Might the shortly-to-retire Archbishop of Westminster sit in the House of Lords -- the first Catholic bishop since the Reformation to do so?

The question has been raised in The Tablet, which this week interviews the prime minister, Gordon Brown, and finds him open to the idea.

"So when the cardinal retires as Archbishop of Westminster would he consider putting him in the House of Lords?", is what the magazine’s editor, Catherine Pepinster, puts to the PM.

"Brown laughs, fiddles with his tie, and doesn’t rule it out. ’These are things to be discussed at a later stage’.

Reporting the Tablet interview, The Times adds certainty where doubt reigns: CARDINAL SET TO BE FIRST ROMAN CATHOLIC BISHOP IN THE LORDS SINCE 16TH CENTURY, is today’s headline.

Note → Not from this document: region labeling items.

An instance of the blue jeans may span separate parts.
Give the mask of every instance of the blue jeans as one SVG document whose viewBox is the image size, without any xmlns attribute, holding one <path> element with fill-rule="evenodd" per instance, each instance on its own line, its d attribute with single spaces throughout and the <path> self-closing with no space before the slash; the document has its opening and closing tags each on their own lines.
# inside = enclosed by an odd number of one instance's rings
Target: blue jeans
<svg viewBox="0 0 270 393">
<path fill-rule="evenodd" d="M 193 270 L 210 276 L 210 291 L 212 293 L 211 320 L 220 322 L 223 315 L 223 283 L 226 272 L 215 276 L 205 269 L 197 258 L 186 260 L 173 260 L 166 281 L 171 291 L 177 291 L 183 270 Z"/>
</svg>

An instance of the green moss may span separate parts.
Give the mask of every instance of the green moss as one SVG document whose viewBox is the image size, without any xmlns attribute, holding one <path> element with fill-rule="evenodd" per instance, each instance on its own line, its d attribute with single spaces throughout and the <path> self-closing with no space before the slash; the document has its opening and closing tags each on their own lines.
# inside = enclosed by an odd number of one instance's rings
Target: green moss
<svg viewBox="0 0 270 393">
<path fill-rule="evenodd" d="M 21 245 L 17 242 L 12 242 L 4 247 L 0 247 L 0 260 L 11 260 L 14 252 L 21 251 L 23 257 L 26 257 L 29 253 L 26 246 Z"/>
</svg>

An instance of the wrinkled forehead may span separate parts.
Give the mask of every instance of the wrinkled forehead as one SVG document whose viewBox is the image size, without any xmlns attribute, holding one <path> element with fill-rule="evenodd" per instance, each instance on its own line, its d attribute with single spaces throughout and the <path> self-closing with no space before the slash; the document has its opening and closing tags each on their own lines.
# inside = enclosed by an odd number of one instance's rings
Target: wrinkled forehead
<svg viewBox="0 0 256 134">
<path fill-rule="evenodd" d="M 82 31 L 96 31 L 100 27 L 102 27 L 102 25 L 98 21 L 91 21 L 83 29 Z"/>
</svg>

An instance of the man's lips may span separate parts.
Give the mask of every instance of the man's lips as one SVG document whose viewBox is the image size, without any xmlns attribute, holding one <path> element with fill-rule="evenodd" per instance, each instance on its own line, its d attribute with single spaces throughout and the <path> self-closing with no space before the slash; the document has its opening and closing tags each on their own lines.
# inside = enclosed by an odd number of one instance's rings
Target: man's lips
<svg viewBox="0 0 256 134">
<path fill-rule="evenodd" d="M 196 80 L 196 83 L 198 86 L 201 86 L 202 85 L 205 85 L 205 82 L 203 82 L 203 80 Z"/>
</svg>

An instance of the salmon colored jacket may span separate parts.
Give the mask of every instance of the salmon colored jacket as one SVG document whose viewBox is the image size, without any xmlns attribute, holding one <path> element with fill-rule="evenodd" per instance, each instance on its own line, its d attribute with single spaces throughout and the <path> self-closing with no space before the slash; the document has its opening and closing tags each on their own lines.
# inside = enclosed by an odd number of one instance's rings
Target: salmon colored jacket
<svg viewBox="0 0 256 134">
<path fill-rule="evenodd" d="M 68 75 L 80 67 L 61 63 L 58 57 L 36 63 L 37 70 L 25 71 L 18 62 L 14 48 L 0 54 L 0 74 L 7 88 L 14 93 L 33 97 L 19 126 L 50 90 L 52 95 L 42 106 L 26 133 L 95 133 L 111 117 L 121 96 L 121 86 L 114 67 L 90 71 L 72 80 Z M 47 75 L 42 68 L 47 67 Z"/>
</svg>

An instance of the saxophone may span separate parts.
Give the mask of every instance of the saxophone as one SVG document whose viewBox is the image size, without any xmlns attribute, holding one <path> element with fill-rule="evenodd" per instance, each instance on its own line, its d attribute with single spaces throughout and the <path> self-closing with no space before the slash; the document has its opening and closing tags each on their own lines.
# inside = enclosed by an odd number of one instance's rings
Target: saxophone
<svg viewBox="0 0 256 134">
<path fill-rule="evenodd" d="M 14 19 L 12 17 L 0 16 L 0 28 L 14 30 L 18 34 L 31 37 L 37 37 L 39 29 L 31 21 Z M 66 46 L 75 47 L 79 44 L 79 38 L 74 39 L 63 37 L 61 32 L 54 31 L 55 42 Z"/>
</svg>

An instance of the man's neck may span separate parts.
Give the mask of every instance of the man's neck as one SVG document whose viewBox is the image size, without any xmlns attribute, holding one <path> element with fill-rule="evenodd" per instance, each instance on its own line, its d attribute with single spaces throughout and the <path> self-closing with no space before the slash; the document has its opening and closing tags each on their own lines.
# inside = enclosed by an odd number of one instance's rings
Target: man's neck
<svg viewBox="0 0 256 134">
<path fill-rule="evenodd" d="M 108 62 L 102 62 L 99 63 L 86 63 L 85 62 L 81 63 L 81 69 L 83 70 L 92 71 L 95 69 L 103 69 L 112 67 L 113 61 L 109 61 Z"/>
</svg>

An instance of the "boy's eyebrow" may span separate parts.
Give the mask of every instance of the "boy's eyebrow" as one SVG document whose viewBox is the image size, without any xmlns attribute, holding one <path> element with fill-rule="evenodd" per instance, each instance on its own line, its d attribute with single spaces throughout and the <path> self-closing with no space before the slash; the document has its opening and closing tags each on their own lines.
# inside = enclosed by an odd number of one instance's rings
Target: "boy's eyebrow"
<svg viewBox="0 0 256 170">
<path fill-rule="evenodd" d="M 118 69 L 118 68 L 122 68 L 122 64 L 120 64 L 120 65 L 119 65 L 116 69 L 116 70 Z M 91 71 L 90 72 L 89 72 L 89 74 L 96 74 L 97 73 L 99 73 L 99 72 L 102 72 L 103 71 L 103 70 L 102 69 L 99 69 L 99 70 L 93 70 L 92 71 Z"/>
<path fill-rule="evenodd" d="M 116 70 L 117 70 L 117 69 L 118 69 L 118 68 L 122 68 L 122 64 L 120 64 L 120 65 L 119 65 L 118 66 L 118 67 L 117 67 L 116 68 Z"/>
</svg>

The Telegraph opts for a more cautious ’COULD BE MADE A LORD’.

Cardinal Cormac Murphy-O’Connor loves the idea. A life peerage, he thinks, would give him a platform with which to combat the shrinking of the Church’s voice in public life -- a central concern of his valedictory lecture last night, which offers an eagle’s view of the Church in Britain since the restoration of the hierarchy in the nineteenth century. (Read or watch here.)

And he would relish the further recognition of Catholicism by the British establishment which began under his predecessor, Cardinal Hume -- something that is very important to him. (He was thrilled to be nominated to join Claridge’s, one of London’s more exclusive clubs.)

And I’ve no doubt that Gordon Brown would like to nominate him. The two men get on well, and Brown sees the Cardinal as an ideological ally. In the Tablet interview, he heaps praise -- perhaps a little too insistently and anxiously -- on the Cardinal and the Church for their pursuit of global solidarity.

The PM badly needs to recapture Catholic sympathies lost by laws crushing Catholic adoption agencies and allowing for animal-human hybrid embryos. To be the first British prime minister to nominate a Catholic bishop to the Lords would give a high return on a small political investment. It is thought Gordon Brown discussed the matter with the Pope when he met him in Rome last week. 

But what of the obstacles in canon law -- notably c. 285/2: "Clerics are forbidden to assume public office whenever it means sharing in the exercise of civil power"? According to my Commentary, this is an absolute prohibition on being "a member of Parliament, minister, judge, or to hold any other office endowed with civil authority".

But it is arguable that a seat in the Lords is not "political office" per se. A member of the House of Lords is a member of Parliament, but not of the executive, law-making chamber. And it could be argued that the defence of the Church and its rights are at stake -- an exception that c. 287 allows for. And we are talking here of a retired bishop, so there would be no conflict between ecclesiastical and civil office.

No one doubts that if the Pope were happy with the idea he could grant a dispensation, and the canonists would prop it up.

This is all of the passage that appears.